The present invention, the ONYCHOLASER.TM., relates generally to surgical instruments and more specifically to laser microsurgical instruments for use in cutting holes or making photo decomposition (photo etchings) in tissues or membranes, especially the fingernails and toenails.
Prior to the ONYCHOLASER.TM.--a microsurgical laser unit, when the need arose to make holes in fingernails or toenails, they were produced with a mechanical drill or with a heated wire for burning a hole. Drilling or burning of holes is standard treatment for conditions, such as traumatic subungual hematoma (blood collections under the nail after trauma).
Onychomycosis, which affects 8.4% of the population, is a persistent fungal infection of the toenails or fingernails that is unsightly and can affect a patient's quality of life. The fungus grows on the underside of the nail, causing the nail to crack, become brittle, and eventually separate from the nail bed (onycholysis). The condition is worsened in persons who have diabetes or are HIV positive, and is also worsened in many occupational pursuits involving water, moisture or chemicals.

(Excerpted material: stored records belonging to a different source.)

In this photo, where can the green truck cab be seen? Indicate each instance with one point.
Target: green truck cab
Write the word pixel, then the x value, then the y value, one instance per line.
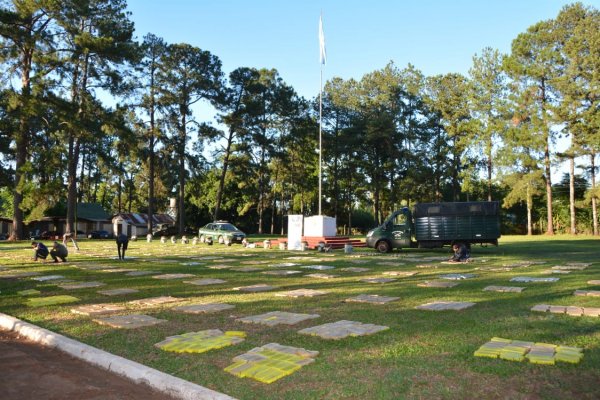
pixel 431 225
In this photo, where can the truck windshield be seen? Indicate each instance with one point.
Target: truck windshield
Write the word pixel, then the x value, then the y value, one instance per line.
pixel 399 219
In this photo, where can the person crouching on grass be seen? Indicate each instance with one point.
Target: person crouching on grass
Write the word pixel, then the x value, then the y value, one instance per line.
pixel 39 251
pixel 122 242
pixel 59 251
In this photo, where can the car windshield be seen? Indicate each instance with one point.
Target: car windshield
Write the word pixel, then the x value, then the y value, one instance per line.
pixel 226 227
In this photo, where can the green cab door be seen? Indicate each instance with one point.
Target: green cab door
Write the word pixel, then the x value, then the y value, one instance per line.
pixel 399 230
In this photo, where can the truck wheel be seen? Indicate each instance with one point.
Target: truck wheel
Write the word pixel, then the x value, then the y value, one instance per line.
pixel 383 247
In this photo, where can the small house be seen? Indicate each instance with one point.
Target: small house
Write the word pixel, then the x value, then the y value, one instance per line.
pixel 136 224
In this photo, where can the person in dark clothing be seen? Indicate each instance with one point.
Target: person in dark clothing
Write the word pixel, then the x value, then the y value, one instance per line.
pixel 70 236
pixel 461 253
pixel 39 250
pixel 59 251
pixel 122 242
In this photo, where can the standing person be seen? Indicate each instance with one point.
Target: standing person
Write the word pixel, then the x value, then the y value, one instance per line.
pixel 461 254
pixel 71 236
pixel 59 251
pixel 39 250
pixel 122 242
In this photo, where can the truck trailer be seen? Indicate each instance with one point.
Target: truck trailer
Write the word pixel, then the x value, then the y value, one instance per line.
pixel 431 225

Pharmacological treatment of onychomycosis has been less than optimal, having significant adverse reactions, such as liver or bone destruction. In many cases, a medication must be given for one year or more to be effective, with required blood sample monitoring for adverse affects. Reinfection commonly occurs on discontinuing the medication. Newer medications have shortened the treatment period, but the cost is very expensive.
U.S. Pat. No. 4,180,058 to Brem, 1979, detailed a method of treating pathological conditions of the nail in which holes were manually drilled and widened with acid. Topical antifungals were applied. This method did not gain popular professional use.
The ONYCHOLASER.TM.--a microsurgical laser unit relates to laser devices, more particularly an apparatus and method of generating controlled multiple laser pulses to treat nail fungal infections.
The cost and reliability of laser systems have improved thereby increasing the applications for such lasers. Accurate, sealed, and permanently aligned components as in U.S. Pat. No. 4,525,842 to Myers, 1985 improved availability. Also, the concept of substances being applied to the tissue before or during the treatment, these substances being absorbent in the range of the wavelength of the laser beam for increasing absorption as in U.S. Pat. No. 5,123,902, to Muller, 1992, and as in U.S. Pat. No. 5,281,141 to Kowalyk, 1994. Surgical procedures on biological tissue may be carried out with the aid of a laser with substances being applied to the tissue before or during the treatment and these substances are absorbent in the range of the wavelength of the laser beam. Tissue removal with pulsed lasers at the eye is also the subject matter of
U.S. Pat. Nos. 4,686,979 to Gruen, 1987, and 4,744,360 to Bath, 1988. U.S. Pat. No. 5,374,266 to Kataoka, 1994, provides a medical laser treatment device capable of irradiating a laser beam from the leading end of the hand piece. Also, U.S. Pat. No. 5,391,165 to Fountain, 1995, shows a laser beam delivery system whereby steering and scanning of the laser beam is accomplished in a mechanically simple and fast-responding manner. A laser skin perforator, U.S. Pat. No. 5,554,153, issued to Costello, 1996, allows blood letting.
There are several types of commercially available lasers, including argon, ruby, carbon dioxide, krypton and neodymium doped glass end YAG laser rods. YAG lasers may be preferred in certain medical applications and scientific applications because the YAG laser easily produces a short energy pulse with a high peak power.